Tuesday, June 9, 2020

Thinking about Racism, Privilege, and Johnny Come Latelys

Every day, between 5-7 p.m. at the intersection of First Avenue and Business 30 in Coatesville, a small group of protesters stand with signs calling for change, solidarity, and affirmations that #blacklivesmatter. On a five-mile run this weekend, I passed by this particular placard and a group of about six. Despite their gracious invitation to join them, I could not stay; our family was quarantined until the test results came yesterday and confirmed we were and are COVID FREE. So, I supported their presence by remaining distant. 

The recent protests, marches, and public demonstrations are making some serious and rapid head way these days. I cannot help but think the Spirit is hovering over the chaos and bringing goodness and shalom out of the formless voids of the present struggle. I am not sure if the pandemic has forced many people of privilege finally to confront their complicity in systemic racism, but people are coming out in droves to affirm #blacklivesmatter and to call for far more than mere police reform. They are- we are- looking for much more. [Check out this article on what #defundthepolice and #abolishthepolice really means

For many, this was a weekend of increased allyship. For some, it was the first step in their commitment to the work of anti-racism. Maybe they were buying into the latest social trend and a chance for a quick IG pic, but their presence echoed the mantras and affected positively the algorithms calling for justice.* Sure, there is a concern for what can be called "performative activism," and skepticism has just cause, missing the forrest for the trees may not be helpful either. So  whenever I have been tempted to question fellow people of privilege who are “Johnny Come Lately,” I cannot help but also hear Jesus’ response to his disciples' cynicism about outsiders joining their exorcisms, "Whoever is not against us is for us" (Mark 9:40). 

Under quarantine, I thought a lot about and watched virtually the steady streams and images from protests and marches from large cities to small towns. My heart, mind, and conscience were deeply moved.  Then I ran by and briefly engaged the few at the corner. They have been there before and will be after the weekend buzz. They recognize this is more than a moment but a movement. They know that systemic racism is a problem and epidemic in America the brutiful. Period. Full stop. 

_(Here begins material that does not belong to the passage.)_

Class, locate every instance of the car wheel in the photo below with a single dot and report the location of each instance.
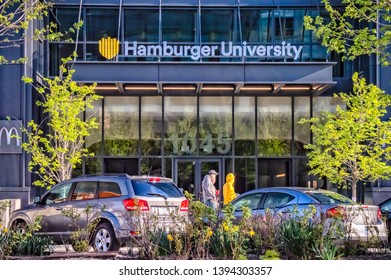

The generational manifestations of structural biases and racial injustices will not be deconstructed in a single weekend or by any isolated social media post, certainly to include this one. The dismantling of America’s original sin of racism that pervades law enforcement and politics, corporations and religious institutions, quality of education and access to nutritional food, basic healthcare, sustainable employment, affordable housing, green spaces, and recreational facilities, etc. will take all of us for much longer than a day or two. 

But these days matter so much, still. They matter as much as the Black and Brown lives that are the focus and leaders of this movement. 

So join the cause in whatever way you can, large or small, aware our collective efforts are required this day and every day, on this street corner and in every community near and far.